Six days shalt thou labour, and do all thy work:
But the seventh day is the sabbath of the LORD thy God: in it thou shalt not do any work, thou, nor thy son, nor thy daughter, thy manservant, nor thy maidservant, nor thy cattle, nor thy stranger that is within thy gates:
For in six days the LORD made heaven and earth, the sea, and all that in them is, and rested the seventh day: wherefore the LORD blessed the sabbath day, and hallowed it.
 

20:8 Remember. The Hebrew word for “remember” actually is in the sense of “mark” or “set aside.” The Israelites didn’t need to be told to remember the sabbath, because they, like other nations had been keeping time in weeks ever since the first week (Genesis 2:1-3). Note the references to the sabbath in the giving of the manna, prior to the giving of the Law (Exodus 16:23-29).

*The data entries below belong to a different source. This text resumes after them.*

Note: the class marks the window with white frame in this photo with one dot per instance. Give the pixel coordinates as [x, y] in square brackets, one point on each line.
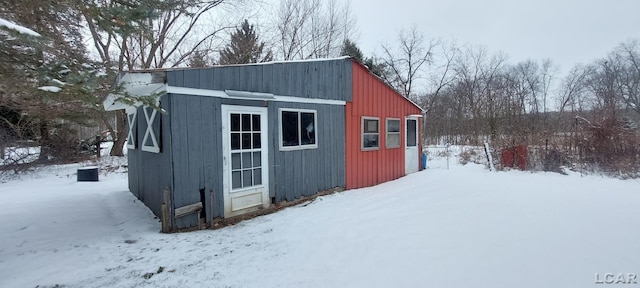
[370, 133]
[150, 141]
[298, 129]
[393, 133]
[132, 114]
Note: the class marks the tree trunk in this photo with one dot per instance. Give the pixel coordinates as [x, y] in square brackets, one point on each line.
[45, 143]
[121, 134]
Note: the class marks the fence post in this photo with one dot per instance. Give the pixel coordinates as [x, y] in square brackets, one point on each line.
[167, 215]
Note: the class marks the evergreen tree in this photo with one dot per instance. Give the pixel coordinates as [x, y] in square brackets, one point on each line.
[198, 59]
[351, 49]
[244, 47]
[47, 78]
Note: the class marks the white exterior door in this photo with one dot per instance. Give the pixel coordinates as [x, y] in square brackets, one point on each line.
[245, 161]
[411, 145]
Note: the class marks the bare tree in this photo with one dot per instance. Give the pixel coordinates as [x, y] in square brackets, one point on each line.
[312, 28]
[441, 76]
[627, 58]
[571, 89]
[151, 34]
[408, 63]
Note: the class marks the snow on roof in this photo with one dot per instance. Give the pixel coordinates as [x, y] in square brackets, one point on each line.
[53, 89]
[18, 28]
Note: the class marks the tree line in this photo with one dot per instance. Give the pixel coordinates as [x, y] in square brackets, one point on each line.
[53, 83]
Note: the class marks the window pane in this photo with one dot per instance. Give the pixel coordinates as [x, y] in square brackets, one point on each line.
[393, 140]
[235, 122]
[235, 141]
[411, 133]
[290, 128]
[370, 126]
[246, 122]
[256, 122]
[246, 140]
[257, 176]
[235, 161]
[308, 128]
[257, 159]
[393, 125]
[257, 144]
[247, 175]
[370, 140]
[246, 160]
[236, 180]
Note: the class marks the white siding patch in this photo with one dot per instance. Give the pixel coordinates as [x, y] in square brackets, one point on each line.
[246, 95]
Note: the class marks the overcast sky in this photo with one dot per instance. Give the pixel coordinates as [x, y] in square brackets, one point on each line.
[566, 31]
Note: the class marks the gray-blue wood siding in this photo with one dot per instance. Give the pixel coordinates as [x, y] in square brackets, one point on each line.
[150, 173]
[191, 151]
[330, 79]
[298, 173]
[197, 154]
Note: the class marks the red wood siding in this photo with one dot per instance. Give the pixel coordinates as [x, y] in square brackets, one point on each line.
[371, 97]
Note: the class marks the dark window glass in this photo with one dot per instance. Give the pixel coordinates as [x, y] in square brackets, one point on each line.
[236, 179]
[235, 141]
[235, 122]
[257, 160]
[257, 176]
[411, 133]
[257, 144]
[370, 126]
[246, 140]
[370, 140]
[290, 128]
[308, 128]
[246, 160]
[235, 161]
[247, 175]
[256, 122]
[393, 125]
[246, 122]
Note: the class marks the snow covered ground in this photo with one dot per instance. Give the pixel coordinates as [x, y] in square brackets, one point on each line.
[457, 227]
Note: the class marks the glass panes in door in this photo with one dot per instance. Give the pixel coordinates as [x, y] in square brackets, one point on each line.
[246, 150]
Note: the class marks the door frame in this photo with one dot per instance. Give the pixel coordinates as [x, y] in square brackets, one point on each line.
[247, 199]
[409, 166]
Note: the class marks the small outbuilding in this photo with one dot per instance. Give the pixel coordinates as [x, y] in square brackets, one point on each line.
[230, 140]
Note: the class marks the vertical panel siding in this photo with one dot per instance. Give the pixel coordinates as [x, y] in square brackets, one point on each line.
[197, 145]
[373, 98]
[305, 172]
[150, 173]
[312, 79]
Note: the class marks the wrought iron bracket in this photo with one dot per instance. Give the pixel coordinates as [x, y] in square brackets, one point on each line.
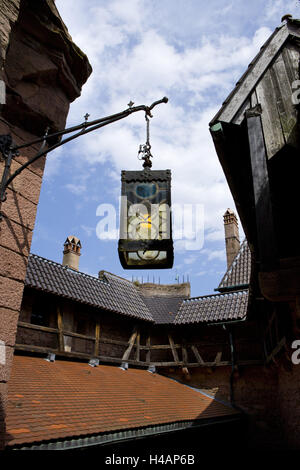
[9, 150]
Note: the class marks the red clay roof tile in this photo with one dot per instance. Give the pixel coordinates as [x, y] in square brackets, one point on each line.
[77, 400]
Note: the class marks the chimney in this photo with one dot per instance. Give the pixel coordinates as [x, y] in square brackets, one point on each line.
[71, 252]
[232, 238]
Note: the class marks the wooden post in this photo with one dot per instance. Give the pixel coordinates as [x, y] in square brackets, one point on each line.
[148, 354]
[266, 238]
[61, 344]
[197, 355]
[218, 357]
[174, 352]
[97, 338]
[184, 355]
[130, 345]
[138, 337]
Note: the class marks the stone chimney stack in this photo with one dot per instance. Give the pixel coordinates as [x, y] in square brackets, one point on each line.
[72, 247]
[232, 238]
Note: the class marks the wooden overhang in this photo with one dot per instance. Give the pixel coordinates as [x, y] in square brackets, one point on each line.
[256, 136]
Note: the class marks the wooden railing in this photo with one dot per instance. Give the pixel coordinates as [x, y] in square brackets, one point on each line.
[133, 344]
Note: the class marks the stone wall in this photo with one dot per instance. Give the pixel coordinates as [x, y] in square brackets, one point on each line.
[43, 71]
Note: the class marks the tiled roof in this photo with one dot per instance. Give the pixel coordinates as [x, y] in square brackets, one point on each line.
[112, 293]
[238, 274]
[62, 399]
[163, 309]
[213, 308]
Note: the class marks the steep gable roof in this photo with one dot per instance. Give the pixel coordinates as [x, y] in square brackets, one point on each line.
[163, 309]
[237, 99]
[237, 275]
[110, 293]
[213, 308]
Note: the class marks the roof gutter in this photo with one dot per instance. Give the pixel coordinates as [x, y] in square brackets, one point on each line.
[125, 435]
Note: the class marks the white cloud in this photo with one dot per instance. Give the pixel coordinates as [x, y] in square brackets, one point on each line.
[77, 189]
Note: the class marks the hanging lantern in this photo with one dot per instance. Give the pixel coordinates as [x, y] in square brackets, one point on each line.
[145, 225]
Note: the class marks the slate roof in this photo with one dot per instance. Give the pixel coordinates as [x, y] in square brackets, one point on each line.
[257, 67]
[63, 399]
[213, 308]
[112, 293]
[237, 275]
[163, 309]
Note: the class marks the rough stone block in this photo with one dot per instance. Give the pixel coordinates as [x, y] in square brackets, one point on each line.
[11, 292]
[15, 237]
[19, 209]
[12, 264]
[8, 325]
[27, 183]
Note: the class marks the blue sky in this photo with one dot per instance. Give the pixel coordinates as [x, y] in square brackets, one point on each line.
[191, 51]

20:10 the seventh day. It is important to note the principle of one rest day following six days of work. The Hebrew word for “sabbath” does not mean “Saturday” or “seventh day;” it means “rest” or “intermission.” The institution of the sabbath (one day of rest, worship and remembrance of the Creator) was “made for man,” not as an arbitrary legalistic ritual (Mark 2:27), whether remembered on the first or last or any other day of the locally observed week (even assuming the specific days could actually be traced back to the beginning, an assumption incapable of external proof). In fact, the Christian observance of the first day as the rest day seems most appropriate, signifying now a “marking” not only of God’s completed work of creation but also His completed work of redemption of the creation (note His victory cry on the cross–“it is finished!”) affirmed forever by His victory over sin and death on the first day of the Jewish week at the time.

20:11 in six days. This verse, written on stone by God’s own hand (Exodus 31:18) settles once and for all the question of the meaning of “day” in the creation chapter (Genesis 1). Man was to work six days and rest one day because God did; in fact, God took six days, instead of a single instant, to finish His work of creating and making all things to be a model for humanity (Genesis 2:1-3). God’s week was of precisely the same duration and pattern as man’s regular week. The Hebrew word for “days” (yamim), furthermore, is used over seven hundred times in the Old Testament, and cannot be shown ever to require any meaning except that of literal days, certainly never to anything comparable to geological ages. Still further, “all that in them is” was made in the six days; nothing had been made previously, as the gap theory of Genesis would require. There seems to be no legitimate exegesis of Genesis that can ever allow for the theoretical ages of evolutionary geology. Further, no such gap is necessary; all the data of rocks and fossils are much better explained in terms of the great Flood. It is also significant that other human measurements of time (day, month, year) are keyed to astronomical processes. The universal week, however, has no astronomical base whatever. We keep time in weeks simply because God does!